SERGIO REDAELLI - 05/07/2024

Franco Ricordi

Franco Ricordi

Uno spettacolo urbi et orbi. Così, senza mancare di rispetto alla solenne benedizione pontificia, la Divina Commedia è diventata un capolavoro da palcoscenico. Il poema dantesco ha ispirato romanzieri e cineasti ed è stato divulgato da grandi interpreti come Vittorio Gassman, Giorgio Albertazzi, Carmelo Bene, Vittorio Sermonti e Roberto Benigni che a partire dal 2006 ha portato in tournée in Italia e nel mondo il recital Tutto Dante replicato in tv per milioni di spettatori. Impossibile fare di meglio? Forse. Ma le tre cantiche letterarie vivono di luce eterna e approdano ora anche in piazza San Pietro, su invito del papa, nell’interpretazione dell’attore, regista, saggista e filosofo Franco Ricordi.

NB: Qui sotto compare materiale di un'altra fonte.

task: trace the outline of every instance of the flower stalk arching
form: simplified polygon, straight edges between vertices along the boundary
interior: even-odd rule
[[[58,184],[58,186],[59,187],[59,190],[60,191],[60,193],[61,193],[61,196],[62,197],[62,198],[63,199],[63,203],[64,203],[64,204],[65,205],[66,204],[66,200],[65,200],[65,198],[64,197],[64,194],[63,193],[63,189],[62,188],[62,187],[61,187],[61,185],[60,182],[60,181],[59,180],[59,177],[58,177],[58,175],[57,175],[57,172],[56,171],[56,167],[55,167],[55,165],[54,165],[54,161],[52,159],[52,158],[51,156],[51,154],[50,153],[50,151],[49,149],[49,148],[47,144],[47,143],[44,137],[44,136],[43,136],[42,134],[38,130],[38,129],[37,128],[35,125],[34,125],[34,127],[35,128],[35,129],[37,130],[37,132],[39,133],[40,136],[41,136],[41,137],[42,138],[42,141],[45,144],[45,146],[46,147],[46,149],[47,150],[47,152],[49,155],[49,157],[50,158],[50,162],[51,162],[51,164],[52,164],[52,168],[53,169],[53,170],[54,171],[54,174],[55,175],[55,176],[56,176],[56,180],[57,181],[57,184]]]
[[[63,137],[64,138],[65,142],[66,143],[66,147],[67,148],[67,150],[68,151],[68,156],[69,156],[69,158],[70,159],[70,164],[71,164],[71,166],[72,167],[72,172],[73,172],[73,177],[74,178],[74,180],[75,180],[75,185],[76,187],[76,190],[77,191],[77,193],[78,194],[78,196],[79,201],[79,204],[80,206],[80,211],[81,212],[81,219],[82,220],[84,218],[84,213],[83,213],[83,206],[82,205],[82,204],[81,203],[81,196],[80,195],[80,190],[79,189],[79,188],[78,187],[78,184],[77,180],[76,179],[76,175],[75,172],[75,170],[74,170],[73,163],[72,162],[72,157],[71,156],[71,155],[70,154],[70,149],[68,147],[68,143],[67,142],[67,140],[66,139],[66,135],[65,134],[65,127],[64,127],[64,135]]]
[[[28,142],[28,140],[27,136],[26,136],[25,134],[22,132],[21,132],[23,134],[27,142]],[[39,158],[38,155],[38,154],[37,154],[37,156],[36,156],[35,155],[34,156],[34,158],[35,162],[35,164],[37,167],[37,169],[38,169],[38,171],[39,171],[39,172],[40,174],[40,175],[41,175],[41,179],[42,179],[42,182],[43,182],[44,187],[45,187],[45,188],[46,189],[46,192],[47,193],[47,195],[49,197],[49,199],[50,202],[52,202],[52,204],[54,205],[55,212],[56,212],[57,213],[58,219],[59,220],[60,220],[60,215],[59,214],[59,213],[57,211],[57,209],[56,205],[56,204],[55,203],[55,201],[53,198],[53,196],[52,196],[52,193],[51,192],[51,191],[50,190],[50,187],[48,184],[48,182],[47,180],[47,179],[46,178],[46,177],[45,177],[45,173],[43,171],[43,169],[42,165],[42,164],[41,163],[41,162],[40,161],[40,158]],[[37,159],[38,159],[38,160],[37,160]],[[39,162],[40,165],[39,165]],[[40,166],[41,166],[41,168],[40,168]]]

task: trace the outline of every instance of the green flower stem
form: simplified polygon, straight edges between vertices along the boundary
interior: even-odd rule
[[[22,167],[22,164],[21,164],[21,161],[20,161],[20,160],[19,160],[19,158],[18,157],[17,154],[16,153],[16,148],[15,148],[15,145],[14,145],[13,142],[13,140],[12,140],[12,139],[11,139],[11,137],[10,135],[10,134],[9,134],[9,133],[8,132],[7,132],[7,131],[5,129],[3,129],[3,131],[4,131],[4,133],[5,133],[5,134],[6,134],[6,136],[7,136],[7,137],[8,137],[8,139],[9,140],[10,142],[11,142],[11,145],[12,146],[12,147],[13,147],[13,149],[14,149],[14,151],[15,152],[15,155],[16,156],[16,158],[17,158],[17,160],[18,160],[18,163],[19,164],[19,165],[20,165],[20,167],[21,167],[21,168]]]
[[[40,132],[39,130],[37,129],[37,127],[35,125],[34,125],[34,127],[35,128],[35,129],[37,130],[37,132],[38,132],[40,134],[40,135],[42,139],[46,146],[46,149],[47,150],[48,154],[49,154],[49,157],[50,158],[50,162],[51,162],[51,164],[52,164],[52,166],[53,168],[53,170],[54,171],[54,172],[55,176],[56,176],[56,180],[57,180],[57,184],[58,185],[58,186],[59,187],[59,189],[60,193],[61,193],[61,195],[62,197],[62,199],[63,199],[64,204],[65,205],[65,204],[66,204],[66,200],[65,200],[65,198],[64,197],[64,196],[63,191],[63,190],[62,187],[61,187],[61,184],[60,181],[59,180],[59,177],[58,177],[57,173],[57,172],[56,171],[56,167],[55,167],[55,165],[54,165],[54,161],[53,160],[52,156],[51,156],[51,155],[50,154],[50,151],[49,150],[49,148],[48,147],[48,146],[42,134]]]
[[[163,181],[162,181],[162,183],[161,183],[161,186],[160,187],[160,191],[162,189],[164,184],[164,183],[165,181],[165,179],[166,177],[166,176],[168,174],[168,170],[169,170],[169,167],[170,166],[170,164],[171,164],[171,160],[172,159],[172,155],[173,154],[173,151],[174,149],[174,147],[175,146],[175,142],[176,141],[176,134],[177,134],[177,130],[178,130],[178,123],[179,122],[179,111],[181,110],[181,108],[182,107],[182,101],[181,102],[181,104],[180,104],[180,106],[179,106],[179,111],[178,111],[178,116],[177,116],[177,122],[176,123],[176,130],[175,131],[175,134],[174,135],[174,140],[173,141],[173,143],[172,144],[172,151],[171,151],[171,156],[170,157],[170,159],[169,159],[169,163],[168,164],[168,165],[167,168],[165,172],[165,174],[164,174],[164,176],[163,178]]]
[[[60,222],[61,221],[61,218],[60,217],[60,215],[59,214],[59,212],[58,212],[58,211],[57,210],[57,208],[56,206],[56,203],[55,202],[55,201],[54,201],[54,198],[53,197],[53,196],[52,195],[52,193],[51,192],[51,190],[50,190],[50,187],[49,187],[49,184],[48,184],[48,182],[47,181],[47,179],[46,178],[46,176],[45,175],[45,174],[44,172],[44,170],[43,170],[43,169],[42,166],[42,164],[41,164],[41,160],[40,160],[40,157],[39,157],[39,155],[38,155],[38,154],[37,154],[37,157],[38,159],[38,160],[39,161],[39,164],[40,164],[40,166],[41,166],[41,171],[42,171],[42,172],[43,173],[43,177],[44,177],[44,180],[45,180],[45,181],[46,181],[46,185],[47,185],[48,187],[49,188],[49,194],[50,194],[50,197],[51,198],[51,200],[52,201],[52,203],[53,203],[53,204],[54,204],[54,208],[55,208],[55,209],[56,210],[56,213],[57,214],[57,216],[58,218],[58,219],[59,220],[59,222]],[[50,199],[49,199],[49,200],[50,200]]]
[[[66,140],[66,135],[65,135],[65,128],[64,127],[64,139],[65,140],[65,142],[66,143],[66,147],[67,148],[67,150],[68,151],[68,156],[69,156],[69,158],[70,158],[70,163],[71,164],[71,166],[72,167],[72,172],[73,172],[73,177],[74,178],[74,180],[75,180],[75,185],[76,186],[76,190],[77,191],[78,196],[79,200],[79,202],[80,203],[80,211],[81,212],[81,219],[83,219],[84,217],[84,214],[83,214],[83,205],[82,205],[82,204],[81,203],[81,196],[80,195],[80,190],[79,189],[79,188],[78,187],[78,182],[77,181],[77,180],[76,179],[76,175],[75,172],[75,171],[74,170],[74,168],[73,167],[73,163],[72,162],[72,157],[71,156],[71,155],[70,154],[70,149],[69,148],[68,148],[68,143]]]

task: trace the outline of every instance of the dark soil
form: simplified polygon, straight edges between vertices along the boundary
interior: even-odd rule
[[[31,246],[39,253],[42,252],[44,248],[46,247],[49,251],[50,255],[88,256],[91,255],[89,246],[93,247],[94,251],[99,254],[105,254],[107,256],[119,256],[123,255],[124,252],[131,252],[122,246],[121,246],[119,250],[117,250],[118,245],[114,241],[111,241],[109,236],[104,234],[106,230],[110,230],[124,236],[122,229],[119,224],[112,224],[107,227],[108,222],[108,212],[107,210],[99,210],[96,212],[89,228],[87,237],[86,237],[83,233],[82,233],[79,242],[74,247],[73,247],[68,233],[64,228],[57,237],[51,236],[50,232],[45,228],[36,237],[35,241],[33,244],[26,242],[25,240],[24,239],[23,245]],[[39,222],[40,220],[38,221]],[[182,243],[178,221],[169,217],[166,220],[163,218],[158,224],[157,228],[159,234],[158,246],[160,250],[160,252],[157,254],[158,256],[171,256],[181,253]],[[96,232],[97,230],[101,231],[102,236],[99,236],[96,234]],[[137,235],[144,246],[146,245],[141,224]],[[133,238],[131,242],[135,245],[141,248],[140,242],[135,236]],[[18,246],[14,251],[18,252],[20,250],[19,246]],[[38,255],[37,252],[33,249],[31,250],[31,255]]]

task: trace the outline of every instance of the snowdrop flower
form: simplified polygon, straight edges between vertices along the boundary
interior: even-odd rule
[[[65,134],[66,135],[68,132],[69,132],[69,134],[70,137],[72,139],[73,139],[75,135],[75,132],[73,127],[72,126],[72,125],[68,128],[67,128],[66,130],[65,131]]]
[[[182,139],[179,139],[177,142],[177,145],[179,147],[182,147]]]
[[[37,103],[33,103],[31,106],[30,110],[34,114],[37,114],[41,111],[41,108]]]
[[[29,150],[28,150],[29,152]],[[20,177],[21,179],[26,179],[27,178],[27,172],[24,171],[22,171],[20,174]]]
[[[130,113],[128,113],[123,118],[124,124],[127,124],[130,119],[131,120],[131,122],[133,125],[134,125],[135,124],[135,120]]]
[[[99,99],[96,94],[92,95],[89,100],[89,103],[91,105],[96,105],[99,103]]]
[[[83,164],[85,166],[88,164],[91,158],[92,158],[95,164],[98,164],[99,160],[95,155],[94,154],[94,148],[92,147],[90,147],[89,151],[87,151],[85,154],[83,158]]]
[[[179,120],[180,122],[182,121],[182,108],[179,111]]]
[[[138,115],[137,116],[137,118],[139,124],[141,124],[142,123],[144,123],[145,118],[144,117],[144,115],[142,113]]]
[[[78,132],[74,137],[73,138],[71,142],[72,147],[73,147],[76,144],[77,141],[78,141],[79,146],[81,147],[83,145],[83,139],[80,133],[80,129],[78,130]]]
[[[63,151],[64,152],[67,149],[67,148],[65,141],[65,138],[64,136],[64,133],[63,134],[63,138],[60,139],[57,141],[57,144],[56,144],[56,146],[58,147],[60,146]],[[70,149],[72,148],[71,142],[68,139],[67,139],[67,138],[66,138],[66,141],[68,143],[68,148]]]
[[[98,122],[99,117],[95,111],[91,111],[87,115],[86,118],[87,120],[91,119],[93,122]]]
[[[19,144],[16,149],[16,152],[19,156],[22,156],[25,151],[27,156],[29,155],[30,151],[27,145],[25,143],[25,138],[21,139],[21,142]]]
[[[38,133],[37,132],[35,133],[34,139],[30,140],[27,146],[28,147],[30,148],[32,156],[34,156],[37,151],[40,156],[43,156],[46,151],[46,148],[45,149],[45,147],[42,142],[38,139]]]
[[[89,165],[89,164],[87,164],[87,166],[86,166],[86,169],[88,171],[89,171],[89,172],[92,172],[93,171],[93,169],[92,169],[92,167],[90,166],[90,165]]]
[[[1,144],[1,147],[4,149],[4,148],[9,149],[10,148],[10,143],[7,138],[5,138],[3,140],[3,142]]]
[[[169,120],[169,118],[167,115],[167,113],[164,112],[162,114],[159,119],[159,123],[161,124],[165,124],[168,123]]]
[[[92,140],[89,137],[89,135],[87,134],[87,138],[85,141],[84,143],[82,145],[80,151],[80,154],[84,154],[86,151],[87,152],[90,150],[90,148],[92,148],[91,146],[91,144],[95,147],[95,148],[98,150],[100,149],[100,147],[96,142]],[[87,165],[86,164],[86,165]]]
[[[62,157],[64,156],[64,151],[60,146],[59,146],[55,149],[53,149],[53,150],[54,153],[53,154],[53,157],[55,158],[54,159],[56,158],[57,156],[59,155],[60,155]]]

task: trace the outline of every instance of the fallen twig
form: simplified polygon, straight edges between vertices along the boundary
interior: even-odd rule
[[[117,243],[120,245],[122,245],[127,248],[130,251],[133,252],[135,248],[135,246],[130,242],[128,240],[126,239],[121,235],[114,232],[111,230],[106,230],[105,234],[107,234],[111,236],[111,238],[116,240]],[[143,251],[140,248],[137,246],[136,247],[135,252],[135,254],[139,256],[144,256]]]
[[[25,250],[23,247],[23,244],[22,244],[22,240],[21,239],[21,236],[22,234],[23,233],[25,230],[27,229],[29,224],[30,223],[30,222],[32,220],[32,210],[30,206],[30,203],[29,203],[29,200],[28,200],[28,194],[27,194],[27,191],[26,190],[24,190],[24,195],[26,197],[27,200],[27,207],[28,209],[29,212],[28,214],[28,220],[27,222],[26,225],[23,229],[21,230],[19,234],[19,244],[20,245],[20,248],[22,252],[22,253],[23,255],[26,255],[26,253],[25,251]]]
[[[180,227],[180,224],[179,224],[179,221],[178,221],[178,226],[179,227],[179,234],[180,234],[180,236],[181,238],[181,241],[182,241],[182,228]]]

Lo spettacolo, suddiviso in tre appuntamenti ciascuno di quattro serate, ha debuttato dall’1 al 4 luglio con l’Inferno e proseguirà nell’estate del 2025, in pieno Giubileo, con il Purgatorio e il Paradiso. S’intitola La commedia di Dante per San Pietro, è a ingresso gratuito e checché ne dica l’illuminato ministro del governo Meloni è uno spettacolo per tutti, non è di sinistra e tantomeno di destra. Lo hanno applaudito in tutto il mondo. Sotto forma di Lecturae Dantis Ricordi lo ha portato in Cina, in Russia, in Kazakistan, in Africa, in Sudamerica e in Ucraina, a Kiev, prima del proditorio attacco ordinato da Putin. Esprime un messaggio profondamente cristiano e per questo Francesco lo ama.

Il papa dedicò alla figura dell’Alighieri la lettera apostolica Candor Lucis aeternae, splendore di luce eterna, nel settimo centenario della morte il 25 marzo 2021: “L’opera di Dante – scrisse – è parte integrante della nostra cultura, ci rimanda alle radici cristiane dell’Europa e dell’Occidente, rappresenta il patrimonio di ideali e di valori che anche oggi la Chiesa e la società civile propongono come base della convivenza umana tra fratelli”. Un messaggio attualissimo. Il poeta denuncia i credenti, siano essi pontefici o semplici fedeli, “che trasformano la Chiesa in uno strumento per i propri interessi, dimenticando la carità verso i piccoli e i poveri e idolatrando il potere e la ricchezza”.

Nella lettera Bergoglio si richiama all’enciclica In Praeclara Summorum di Benedetto XV (1921) e al documento Altissimi cantus di Paolo VI (1965) che testimoniano la stima che i predecessori del ‘900 nutrirono per Dante. Eppure il poeta, la cui vita fu attraversata da ben quattordici papi, non fu tenero con i Vicari della Chiesa cattolica precipitandone quattro all’Inferno: il dimissionario Celestino V “che fece per viltade il gran rifiuto” confinato tra gli ignavi nell’Antinferno e i simoniaci Bonifacio VIII che fu causa dell’esilio del poeta, Niccolò III Orsini “cupido sì per avanzar gli orsatti” e Clemente V che trasferì la sede del papato ad Avignone. Tutti dediti al commercio delle cose sacre. Nel Purgatorio finiscono invece l’avaro Adriano V e il goloso Martino IV, insaziabile di anguille.

Nella biblioteca ideale di Francesco non c’è posto però solo per il ghibellin fuggiasco. Un posto di riguardo occupano le Memorie dal sottosuolo di Fëdor Dostoevskij che esprimono “l’amore preferenziale per i poveri” e i Promessi Sposi di Alessandro Manzoni che il papa dice di avere letto tre volte, che definisce “un’appendice del Vangelo” e una ideale guida al fidanzamento. Tra le frequenti citazioni letterarie del papa figurano con Agostino e Ignazio di Loyola il prediletto Pablo Neruda ma anche Vinicius de Moraes, Jorge Luis Borges, Octavio Paz e il poeta francese Léon Bloy. Di cui Francesco pronunciò le parole “chi non prega il Signore prega il diavolo” durante la prima messa officiata nella cappella Sistina.